Çin Halk Cumhuriyeti (ÇHC) ise yüzölçümü, 1,3 milyar’a yaklaşan nüfusu, sanayileşme ve teknolojide elde ettiği ilerleme, büyüyen ve gelişen ekonomisi, doğal kaynakları, Birleşmiş Milletlerdeki veto gücü, Şanghay İşbirliği Örgütü (ŞİÖ) içindeki yeri ve dış politikada geliştirdiği stratejilerle hızla büyüyen ve dünyanın ortaklık kurmak için yoğun çaba sarf ettiği bir güç hâline dönüşmüştür.
Türk - Çin İlişkileri, İpek Yolu vasıtasıyla çok köklü bir tarihî arka plana sahip olup, M.Ö. 2000’lere dayanmaktadır. İkili temaslar, İpek Yolu vasıtasıyla 1400’lere kadar yoğun şekilde canlılığını korumuştur. Çin’in 1979 yılında dışa açılma politikasını başlatmasının ardından, Türkiye ile Çin arasında üst düzey ziyaretler gerçekleşmeye başlamış, ancak 1985’ten sonra istikrarlı süreç takip edilememiştir. Türkiye - ÇHÇ ilişkileri, siyasi ve ekonomik olarak 2003’te ivme kazanmış ve 2009’dan itibaren her alanda optimum seviyeye ulaşmıştır. 2010 yılında iki ülke Başbakanlarının onay verdiği stratejik işbirliği belgesi ile ilişkiler ayrı bir boyuta yükselmiştir.
Türkiye ve Çin, Orta Asya ve Orta Doğu’da jeopolitik ve güvenlik alanlarında ortak çıkarlara sahiptir. Enerji güvenliği ve gittikçe artan terörist faaliyetler göz önüne alındığında, bu bölgelerde barış ve güvenliğin sağlanması, her iki ülkenin çıkarları için gereklidir. Türkiye ve Çin’in son dönemde yakaladıkları büyüme hızları, her iki ülkeyi ekonomik anlamda da birbirlerini daha fazla dikkate almaya zorlamaktadır.
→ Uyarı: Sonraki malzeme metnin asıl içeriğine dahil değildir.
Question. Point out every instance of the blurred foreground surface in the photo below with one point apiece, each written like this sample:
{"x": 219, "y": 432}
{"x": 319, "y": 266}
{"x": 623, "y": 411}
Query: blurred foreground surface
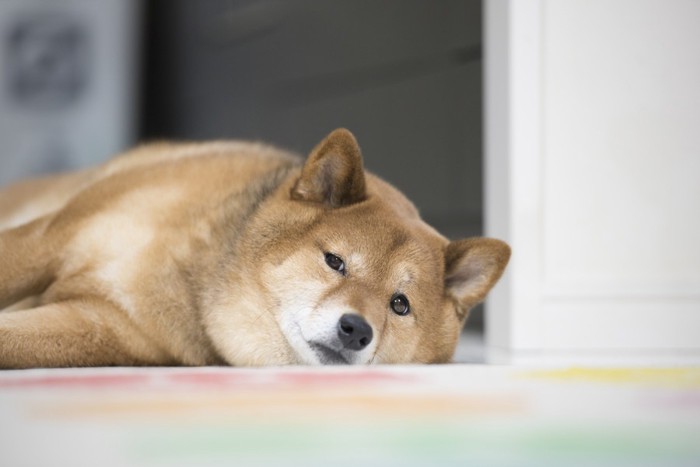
{"x": 406, "y": 415}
Çin için Türkiye; Balkanlar ve Avrupa’ya bir çıkış kapısı, Orta Doğu ve Orta Asya’da iyi bir ekonomik ortaktır. Türkiye ise Çin’i siyasi, ekonomik ve güvenlik ile ilgili alanlarda karşılıklı ilişkilerin güçlendirilmesi gereken bir partner olarak görmektedir.
Türkiye, Asya ülkeleri ile ilişkilerini geliştirme konusunda da Çin’in işbirliğine özel bir önem atfetmektedir. Bu bağlamda Türkiye ŞİÖ’ye büyük bir önem vermektedir. Nitekim ÇHC, Rusya Federasyonu (RF) ve diğer üye ülkelerin desteğiyle, Türkiye Örgüt’e diyalog ortağı olarak kabul edilmiştir. Bu sayede, Türkiye, uluslararası ticaretten güvenlik işbirliğine kadar pek çok alanda ilişkilerini daha iyi bir noktaya taşıyabileceğini düşünmekte ve ASEAN gibi uluslararası örgütlerle ilişkilerini yoğunlaştırmaktadır.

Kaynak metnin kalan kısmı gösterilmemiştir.